Protein-protein interaction network analysis
Targeting the above-identified genes, we built a protein-protein interaction (PPI) network and identified several hub genes. As shown in Fig. 3a-b, there were two modules with the highest ratings. The expression levels of identified hub genes were statistically related to the copy number variation. Of them, highly expressed cell cycle-related genes (e.g., TTK, CDC20, and ASPM) exhibited a significant positive correlation with copy number variation (Fig. 3c).
Genetic mutation analysis
We downloaded the HCC-related SNV data and selected the top 15 genes with the most frequent mutation frequency (e.g.,TTN, TP53, CTNNB1, MUC16, and ALB) to map the waterfall with clinical stage information. As shown in Additional file 6:Fig. S5a, the gene mutation types were mainly non-synonymous mutations. The mutation frequency of 286 HCC cases with mutations was not related to the clinical pathologic stages of HCC (stage I, II, III-IV). Additionally, for CTNNB1, we observed the correlation between high expression and mutation status in overall HCC, stage I, II, III-IV groups (Additional file 6: Fig. S5b). TP53 gene mutation was statistically linked to a reduced expression of TP53 in the overall HCC, stage I, II groups (Additional file 6: Fig. S5b). However, OBSCN mutation was correlated with the low expression of OBSCN in overall HCC and specific stage I groups (Additional file 6: Fig. S5b).

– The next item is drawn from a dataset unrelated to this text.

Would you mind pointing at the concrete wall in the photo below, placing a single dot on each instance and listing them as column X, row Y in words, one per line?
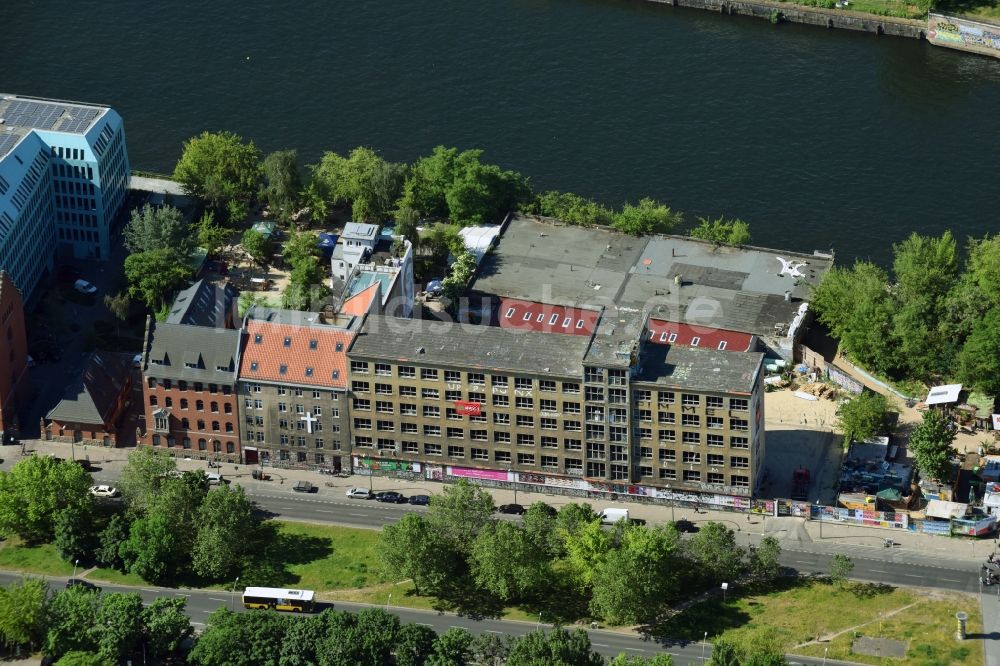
column 827, row 18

We further performed a waterfall map analysis of the above-mentioned CENPF, ASPM, MELK, TTK, GADD45G, CDC20, CCNE2, and other interesting genes. We did not detect the association between the low mutation frequency of these genes and pathologic stages or gene expression, although non-synonymous mutations mainly existed (Additional file 7: Fig. S6). Also, we found that variations in the CTNNB1, TP53, TTN, and OBSCN genes were not related to the clinical prognosis of HCC cases with different pathologic stages (Additional file 8: Fig. S7; Additional file 9: Fig. S8).
Subsequently, we extracted the SNP data of HCC cases from the TCGA-LIHC cohort and found that the rs121913396, rs121913400, rs121913407 SNP of CTNNB1, and rs28934571 SNP of TP53 gene were relatively high frequency (Additional file 10: Fig. S9a). There were more than 10 types of SNP for the CTNNB1 gene (Additional file 10: Fig. S9b). Compared with the wild-type group, we observed a higher expression level for CTNNB1 gene with rs121913396 and rs121913400 (Additional file 10: Fig. S9c). But there was still a lack of positive correlation between the rs121913396, rs121913400, rs121913407 of CTNNB1 gene and the clinical prognosis of HCC (Additional file 11: Fig. S10a-c). Although there was no statistical correlation between TP53 rs28934571 and gene expression (Additional file 10: Fig. S9c), we observed a worse prognosis of HCC cases with AA and CA genotypes of TP53 rs28934571, compared with wild-type CC controls (Additional file 11: Fig. S10d).
Random forest and decision tree analysis
We integrated the above clinical, mutation, and expression information to conduct a random forest modeling analysis. Multiple dimension scale plot in Additional file 12: Fig. S11a indicated an effective classification for the overall HCC cases and normal controls. AUC value of ROC equals 0.956, indicating a high classification accuracy (Additional file 12: Fig. S11b). We also provided the feature vectors extracted from the classification model in Additional file 12: Fig. S11c-d and identified the largely contributed genes (e.g. ECM1, FCN2, ANGPTL6, OIT3, ADAMTS13 and LRRC14). Next, we performed a decision tree modeling analysis according to these genes. We first randomly selected 260 HCC cases for modeling, and then tested other 107 cases, and found that the predicted rates of the genes were larger than 90% (Additional file 12: Fig. S11e). Meanwhile, we analyzed the expression difference of these genes between 50 HCC tissues and adjacent non-tumor controls. There showed the higher expression levels of ECM1, FCN2, ANGPTL6, OIT3 and ADAMST13 genes in overall HCC tissue, compared with that in control tissues (Additional file 12: Fig. S11f, P < 0.0001).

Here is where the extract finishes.